誤字脱字がありましたら教えてくれると嬉しいです。

 それは十年前の記憶。レイン・リオルデルの始まりの記憶の、その続きだ。村が魔人に襲われたあの日レインの人生は一度終わっている。

 魔人や魔物に襲われ満身創痍だったレインはあまりに多くの血を流し過ぎていた。ユースティアの手により、緊急措置を施されたもののレインの傷を治しきることはできなかったのだ。どんどんと意識が朦朧となっていくなかで、ユースティアは悩んだ末に苦渋の決断を下した。

 それが、レインを魔人化させるということ。魔人化によって身体能力を向上させ、傷を癒すという手段。しかしそれは禁忌ともいえる手法だ。成功するかどうかもわからないなかで、ユースティアはレインの魔人化を実行した。

 薄れゆく意識の中で、レインはユースティアの言葉を聞いていた。


「ゆるせとは言わない。恨んでくれてかまわない。でも、それでもお前は生きるべきだ。だから私はお前を救う。これからさき、ずっと、お前の罪は……私のモノだ」


 そこで一度レインの意識は途絶えた。そして次に目を覚ました時にはもうレインの体は半人半魔とも呼べる体になってしまっていたのだ。

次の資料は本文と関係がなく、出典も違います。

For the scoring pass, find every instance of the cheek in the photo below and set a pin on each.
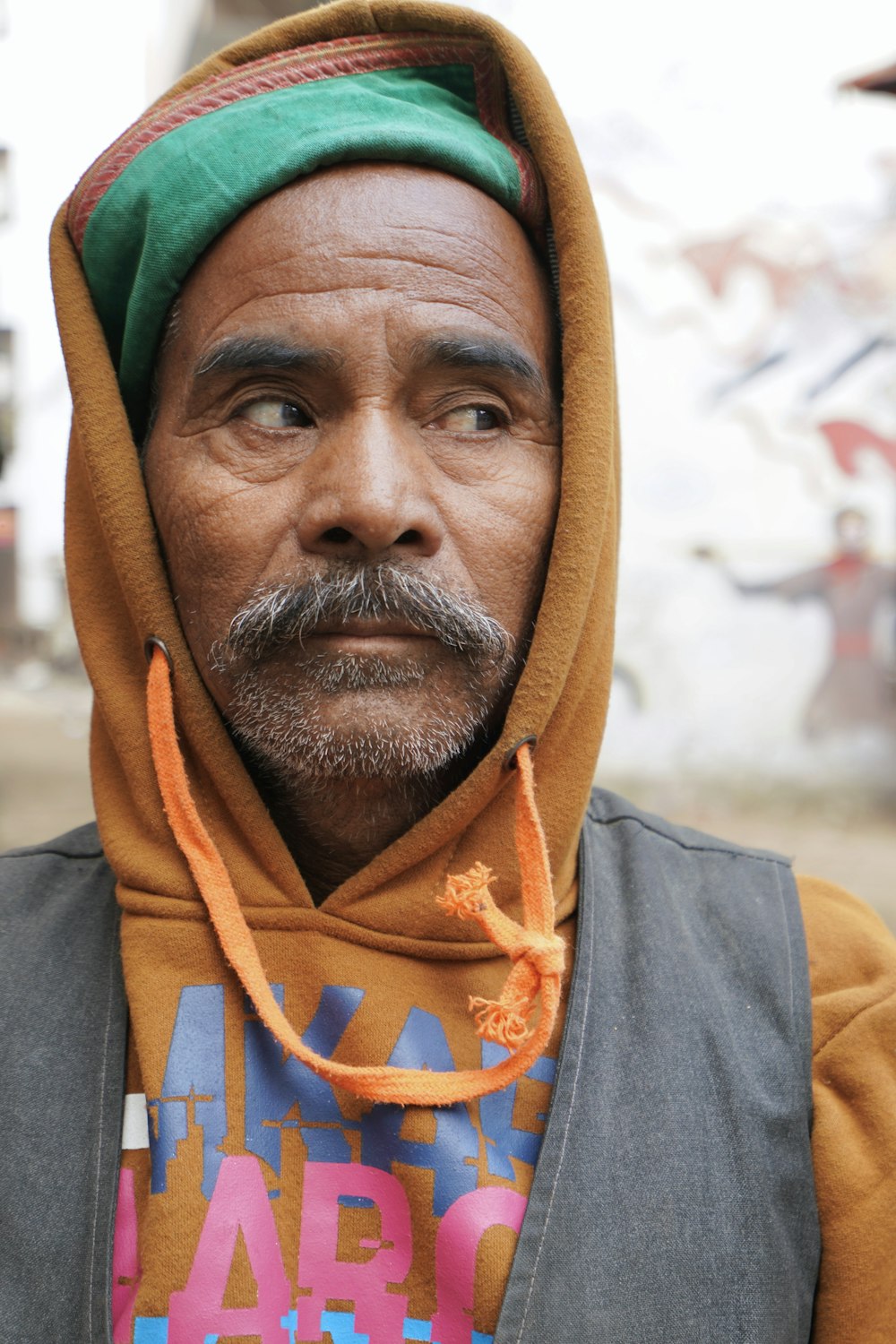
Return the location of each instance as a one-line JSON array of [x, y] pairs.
[[504, 534], [217, 537]]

 レインは奇跡的に一命をとりとめた。しかしその代償として魔力が使えなくなり、そして誰かにバレれば人生が終わりかねない秘密を手にしたのだ。





□■□■□■□■□■□■□■□■□


「ん……」


 少しずつ浮上してくるレインの意識。ひどく懐かしい夢を見た気がしながら、レインはゆっくりと目を開く。そして目にしたのは、間近にあったユースティアの顔だった。


「っ!?」


 驚愕に目を見開くレイン。長い睫毛が一本一本ハッキリ見えるほど近くにユースティアの顔が近くにあった。そしてそれだけではない、レインの口を覆う柔らかい感触。レインはユースティアのキスされているのだという現実を認識した。

 目を白黒させながら慌ててユースティアから離れようとするが、ユースティアの圧倒的な力でがっちり抑えられているせいでそれもできない。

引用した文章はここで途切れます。